Ob das Umfeld der geplanten Standorte tatsächlich für die Unterbringung von Flüchtlingen geeignet ist, gerät angesichts dieser Zahlen immer mehr in den Hintergrund. „Der Zuzug ist weiterhin so stark, dass wir darauf keine Rücksicht nehmen können“, sagt Rembert Vaerst immer wieder. Der Geschäftsführer des städtischen Unterkunftsbetreibers ­fördern und wohnen (f&w) eröffnet umstrittene Unterkünfte in letzter Zeit gerne persönlich. Dann betont er die Alternativlosigkeit der Standortwahl. So war es auch, als er im Januar die neue Unterkunft an der Berzeliusstraße in Billstedt vorstellte.

Diese Unterkunft ist wegen ihrer Lage mitten im Gewerbegebiet umstritten. Die einzigen Nachbarn der 600 Asylbewerber, die hier bis März einziehen sollen, sind 650 weitere Flüchtlinge in einer anderen Unterkunft in Sichtweite. Auch gab es an der gleichen Stelle in den 1990er-Jahren schon einmal eine Flüchtlingsunterkunft, in der katastrophale Zustände herrschten. Fördern und wohnen beteuert, dass die neue Unterkunft nicht mit der alten vergleichbar sein wird. Insbesondere die Unterbringung in abgeschlossenen Wohnungen sei ein großer Unterschied zu der früheren ­Gemeinschaftsunterkunft, sagt Bereichsleiter Till Kobusch. „Der ganze Charakter dieser Einrichtung ist ein anderer“, sagt Kobusch. Die Modulhäuser aus Containern, die f&w anstelle gewöhnlicher Wohncontainer einsetzt, erinnern ihn an „Urlaub“.

Die „Transit“ war sogar wirklich mal ein Hotel. Auf dem Wohnschiff im Harburger Binnenhafen sollen 216 Flüchtlinge einziehen. Die Räume erinnern innen an die ­Zimmer in den Containerunterkünften von f&w. Schöner ist hier vor allem die Aussicht: Die künftigen Bewohner blicken  auf den Hafen mit seinen Schiffen. Flüchtlinge, die auf der Reise über das Mittelmeer traumatische Erfahrungen ­gemacht haben, würden hier nicht untergebracht werden, verspricht Geschäftsführer Vaerst.

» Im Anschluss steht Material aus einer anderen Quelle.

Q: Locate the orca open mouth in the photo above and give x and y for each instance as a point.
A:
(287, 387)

Der begrenzte Platz an Land bringt die Behörden derzeit dazu, weitere Standorte für Wohnschiffe zu prüfen. Ob die Flüchtlinge in Harvestehude einziehen dürfen, muss das Oberverwaltungsgericht entscheiden, denn der Bezirk Eimsbüttel hat Beschwerde eingelegt. Im Frühjahr wird sich ­zeigen, ob wohlhabende Stadtteile mit „besonders schützenswerten Wohngebieten“ sich davor drücken können, Flüchtlinge aufzunehmen.